[consulting] Drupal considerd dangerous
Evan Leibovitch
evan at telly.org
Thu Dec 21 18:22:10 UTC 2006
Bill Fitzgerald wrote:
> To me, this post did a great job stating the obvious: Drupal isn't for everyone. It's a great tool/CMS/development platform/widget de jour -- while it can do a lot, it's not always the best choice, or, for some organizations, a logical choice.
>
While I agree with your assessment, I would hardly consider that
"stating the obvious" -- it's certainly not obvious to newcomers, the
very kind of HTML-phobic would-be Web publishers Drupal is trying to
appeal to.
Look no further than http://drupal.org/handbook/is-drupal-right-for-you
which provides the official and definitive answer to "is Drupal right
for you?"
There are no qualifications or "it's not always the best choice" type
honest comments anywhere to be found.
Small businesses are explicitly mentioned as a target group for whom
Drupal is the right answer.
In fact, the page offers no realistic appraisal of what Drupal doesn't
do well, which is also what people coming to such a page are looking for.
As a consequence, people will inevitably be disappointed.
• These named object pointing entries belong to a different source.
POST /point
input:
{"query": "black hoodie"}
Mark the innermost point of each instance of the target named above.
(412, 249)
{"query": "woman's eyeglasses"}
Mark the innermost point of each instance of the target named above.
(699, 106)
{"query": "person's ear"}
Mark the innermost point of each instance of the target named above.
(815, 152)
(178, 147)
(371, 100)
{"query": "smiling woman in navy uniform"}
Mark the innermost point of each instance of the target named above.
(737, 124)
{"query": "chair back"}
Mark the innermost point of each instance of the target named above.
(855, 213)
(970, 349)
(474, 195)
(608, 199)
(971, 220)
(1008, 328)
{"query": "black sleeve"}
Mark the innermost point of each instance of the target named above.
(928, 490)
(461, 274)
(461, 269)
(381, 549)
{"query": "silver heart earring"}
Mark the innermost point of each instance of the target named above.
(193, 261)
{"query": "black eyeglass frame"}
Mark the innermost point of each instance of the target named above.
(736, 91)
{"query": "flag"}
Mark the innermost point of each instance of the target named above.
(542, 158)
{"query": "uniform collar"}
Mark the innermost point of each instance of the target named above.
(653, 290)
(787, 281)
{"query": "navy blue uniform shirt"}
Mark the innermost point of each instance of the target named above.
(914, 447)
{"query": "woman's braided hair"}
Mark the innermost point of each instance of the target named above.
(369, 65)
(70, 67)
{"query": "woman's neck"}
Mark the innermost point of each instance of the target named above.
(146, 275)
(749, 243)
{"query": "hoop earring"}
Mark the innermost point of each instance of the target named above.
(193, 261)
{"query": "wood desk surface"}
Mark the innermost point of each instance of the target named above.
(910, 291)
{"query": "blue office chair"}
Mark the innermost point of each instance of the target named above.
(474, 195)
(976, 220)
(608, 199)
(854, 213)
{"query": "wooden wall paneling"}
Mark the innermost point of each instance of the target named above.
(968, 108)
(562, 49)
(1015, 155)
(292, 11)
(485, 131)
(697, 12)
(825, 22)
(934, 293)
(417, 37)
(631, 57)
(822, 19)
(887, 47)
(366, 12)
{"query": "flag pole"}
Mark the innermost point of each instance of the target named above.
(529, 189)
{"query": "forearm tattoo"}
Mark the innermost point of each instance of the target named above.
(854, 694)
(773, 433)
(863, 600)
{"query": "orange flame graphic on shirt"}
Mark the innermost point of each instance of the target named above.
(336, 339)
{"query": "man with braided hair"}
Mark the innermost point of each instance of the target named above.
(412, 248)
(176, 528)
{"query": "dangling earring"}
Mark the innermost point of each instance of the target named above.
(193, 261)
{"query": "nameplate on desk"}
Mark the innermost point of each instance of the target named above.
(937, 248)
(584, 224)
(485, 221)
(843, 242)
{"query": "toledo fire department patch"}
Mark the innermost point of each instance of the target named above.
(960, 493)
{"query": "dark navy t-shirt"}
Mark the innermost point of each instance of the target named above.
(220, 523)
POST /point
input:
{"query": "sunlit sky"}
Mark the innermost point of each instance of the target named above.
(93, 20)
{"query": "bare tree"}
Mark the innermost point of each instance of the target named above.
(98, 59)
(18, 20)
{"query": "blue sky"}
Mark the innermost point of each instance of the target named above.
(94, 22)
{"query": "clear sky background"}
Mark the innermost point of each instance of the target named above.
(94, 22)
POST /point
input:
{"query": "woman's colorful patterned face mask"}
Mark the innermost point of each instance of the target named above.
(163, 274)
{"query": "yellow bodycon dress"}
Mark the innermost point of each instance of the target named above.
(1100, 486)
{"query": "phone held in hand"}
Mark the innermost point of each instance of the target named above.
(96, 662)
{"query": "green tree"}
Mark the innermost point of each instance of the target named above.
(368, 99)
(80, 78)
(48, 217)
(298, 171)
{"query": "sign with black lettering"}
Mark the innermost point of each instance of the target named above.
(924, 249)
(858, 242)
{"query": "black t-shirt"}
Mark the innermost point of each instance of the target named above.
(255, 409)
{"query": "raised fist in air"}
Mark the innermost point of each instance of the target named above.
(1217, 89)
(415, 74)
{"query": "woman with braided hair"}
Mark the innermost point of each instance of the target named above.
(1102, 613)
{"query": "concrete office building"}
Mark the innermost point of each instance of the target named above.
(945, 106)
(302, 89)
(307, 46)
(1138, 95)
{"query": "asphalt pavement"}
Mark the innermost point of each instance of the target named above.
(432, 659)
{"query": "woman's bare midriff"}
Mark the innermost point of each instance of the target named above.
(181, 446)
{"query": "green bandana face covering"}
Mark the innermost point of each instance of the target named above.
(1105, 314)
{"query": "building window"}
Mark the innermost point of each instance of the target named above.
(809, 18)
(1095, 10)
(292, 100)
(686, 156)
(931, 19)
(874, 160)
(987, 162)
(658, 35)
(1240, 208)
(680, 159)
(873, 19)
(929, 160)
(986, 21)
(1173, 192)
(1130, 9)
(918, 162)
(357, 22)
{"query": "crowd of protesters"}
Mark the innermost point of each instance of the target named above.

The problem
with laying down such exuberant hype is the difficulty to live up to it.
No amount of wishful thinking here will enable a non-IT-savvy
small-business owner to maintain their own Drupal site of any
sophistication. Suggesting that this is possible, as the above webpage
does, goes beyond mere hype into the realm of severe pseudo-marketing
excess.
It's easy to offer up case studies of successes. It's far more
difficult, and far less sexy -- yet likely far more productive -- to
engage in some forensic study of the failures.
Drupal's being seen as a failure because it was expected to do something
it couldn't do is a communications problem. And Drupal, despite its
massive amounts of documentation, its endless discussions about
brochures and its very reason for existence, still suffers badly in the
realm of communications. IMO, the Drupal community has yet to grasp the
fact that "what you want to say" is not the same as "what your audience
wants to hear", and a large gap exists between those two in this world.
> However, if a start-up goes south, there are probably a lot of factors at play beyond the issue of a cms.
>
Very true. But if Drupal -- because it failed expectations and/or became
a completely unexpected resource suck -- was a contributing factor, that
is extremely important information to know moving forward.